Facebooks recht simpler Taschenspielertrick verfängt unterdessen bei der irischen Datenschutzbehörde (DPC). Nach ihrer Ansicht kann Facebook die Einwilligung zur Datenverarbeitung in einen Vertrag verschieben, wodurch die Voraussetzung der DSGVO für eine explizite Einwilligung nicht mehr gelte. Allein für die Intransparenz der Veränderung will die DPC eine Strafe in Höhe von 28 bis 36 Mio. € verhängen – Peanuts für das milliardenschwere Unternehmen, dessen Geschäftsmodell auf dem systematischen Abgreifen der Nutzerdaten basiert.

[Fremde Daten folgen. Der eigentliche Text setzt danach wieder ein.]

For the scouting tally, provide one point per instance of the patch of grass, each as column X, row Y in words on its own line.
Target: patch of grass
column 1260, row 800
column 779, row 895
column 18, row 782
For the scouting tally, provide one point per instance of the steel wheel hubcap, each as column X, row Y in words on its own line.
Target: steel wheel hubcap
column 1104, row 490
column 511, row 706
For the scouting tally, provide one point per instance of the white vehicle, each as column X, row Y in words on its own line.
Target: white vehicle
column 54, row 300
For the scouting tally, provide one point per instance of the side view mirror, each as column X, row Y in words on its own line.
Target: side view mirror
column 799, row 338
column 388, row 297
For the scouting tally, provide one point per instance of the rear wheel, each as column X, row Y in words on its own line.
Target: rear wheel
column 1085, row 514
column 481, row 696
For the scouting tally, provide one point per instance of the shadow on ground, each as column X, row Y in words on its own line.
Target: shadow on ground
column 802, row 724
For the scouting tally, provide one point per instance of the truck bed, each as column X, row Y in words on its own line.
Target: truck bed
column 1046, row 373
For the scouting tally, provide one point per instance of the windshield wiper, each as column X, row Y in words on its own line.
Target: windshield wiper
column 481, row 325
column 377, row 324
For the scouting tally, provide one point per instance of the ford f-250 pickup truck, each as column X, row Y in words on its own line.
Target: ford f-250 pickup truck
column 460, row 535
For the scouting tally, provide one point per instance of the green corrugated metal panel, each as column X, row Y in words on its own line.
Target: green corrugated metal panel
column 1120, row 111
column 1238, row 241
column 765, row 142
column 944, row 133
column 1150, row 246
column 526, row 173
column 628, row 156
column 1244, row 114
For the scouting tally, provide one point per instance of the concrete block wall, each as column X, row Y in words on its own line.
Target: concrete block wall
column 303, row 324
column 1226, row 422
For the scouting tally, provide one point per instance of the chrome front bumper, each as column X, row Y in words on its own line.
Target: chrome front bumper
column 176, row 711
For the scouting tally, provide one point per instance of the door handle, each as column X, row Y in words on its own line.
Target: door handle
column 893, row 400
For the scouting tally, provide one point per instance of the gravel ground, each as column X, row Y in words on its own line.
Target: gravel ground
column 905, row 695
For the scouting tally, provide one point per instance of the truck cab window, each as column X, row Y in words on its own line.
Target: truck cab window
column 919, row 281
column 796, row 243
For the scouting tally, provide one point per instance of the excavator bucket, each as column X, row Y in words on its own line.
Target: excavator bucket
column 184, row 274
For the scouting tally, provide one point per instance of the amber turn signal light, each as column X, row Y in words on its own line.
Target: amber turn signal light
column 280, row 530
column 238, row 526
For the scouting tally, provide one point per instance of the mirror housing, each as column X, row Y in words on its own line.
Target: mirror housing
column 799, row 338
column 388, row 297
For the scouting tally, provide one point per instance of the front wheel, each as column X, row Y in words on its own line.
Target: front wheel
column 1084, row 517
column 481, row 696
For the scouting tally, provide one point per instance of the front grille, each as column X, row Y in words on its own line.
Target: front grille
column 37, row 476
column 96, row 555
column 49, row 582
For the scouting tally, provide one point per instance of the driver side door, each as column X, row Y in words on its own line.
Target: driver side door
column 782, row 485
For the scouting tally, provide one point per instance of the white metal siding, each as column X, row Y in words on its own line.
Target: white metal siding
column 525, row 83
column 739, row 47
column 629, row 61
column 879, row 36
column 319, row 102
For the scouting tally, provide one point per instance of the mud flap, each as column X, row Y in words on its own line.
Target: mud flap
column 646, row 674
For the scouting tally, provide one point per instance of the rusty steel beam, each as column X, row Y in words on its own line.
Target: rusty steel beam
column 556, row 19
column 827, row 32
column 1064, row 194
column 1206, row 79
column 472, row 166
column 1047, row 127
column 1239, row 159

Max Schrems‘ NOYB wehrt sich gegen den Griff in die Trickkiste
Jemand der das anprangert, ist der österreichische Datenschutz-Aktivist Max Schrems. Mit seiner Organisation NOYB („None of your business“, zu deutsch: „Das geht Sie nichts an“) begleitet er den Prozess zwischen Facebook und der DPC kritisch und ist empört über die Wortklaubereien aus dem Hause Facebook. Die NOYB-website zitiert ihn mit einer glasklaren Einschätzung des Falls:
„Es ist weder innovativ noch klug, eine Vereinbarung einfach umzubenennen, um das Gesetz zu umgehen. Bereits bei den Römern haben die Gerichte eine solche ‚Umetikettierung‘ von Vereinbarungen nicht akzeptiert. Wenn Sie Kokain verkaufen und auf die Rechnung ‚weißes Pulver‘ schreiben, verstoßen Sie dennoch gegen das Suchtmittelgesetz und machen sich strafbar. Nur die irische Datenschutzbehörde scheint auf diesen Trick reinzufallen.“
Dass Schrems richtig liegt und der Vertrag tatsächlich als Einwilligung wahrgenommen wird, zeigt eine von NOYB in Auftrag gegebene Umfrage des Gallup-Instituts, nach der 64 Prozent der Facebook-Nutzer in der fraglichen Vereinbarung eine Einwilligung sehen. Die User lassen sich also nicht an der Nase herumführen. Ein Grund mehr, dass sich der Europäische Datenschutzausschuss (EDSA) mit der Sache befasst. Dass die europäischen Behörden die irischen überstimmen, ist Schrems‘ Hoffnung, andernfalls sieht er schwarz:
„Wenn sie nicht tätig werden, können Unternehmen einfach die Einwilligung in ihre Bedingungen verschieben und so die DSGVO ein für alle Mal umgehen.“
Der Beitrag stammt von unserem freien Autor Josef Bordat. Er ist Teil unserer Reihe “Berichte aus der Parallelwelt”. Dort werfen Autoren aus anderen Fachbereichen einen Blick auf die Rechtswissenschaft in Theorie und Praxis. Die Beiträge betrachten, anders als unsere sonstigen Fachbeiträge Begebenheiten und Rechtsfälle daher auch nicht juristisch, sondern aus einem völlig anderen Blickwinkel. Aus welchem, das soll der Beurteilung der Leser überlassen bleiben. Interessant wird es, wie wir meinen, allemal.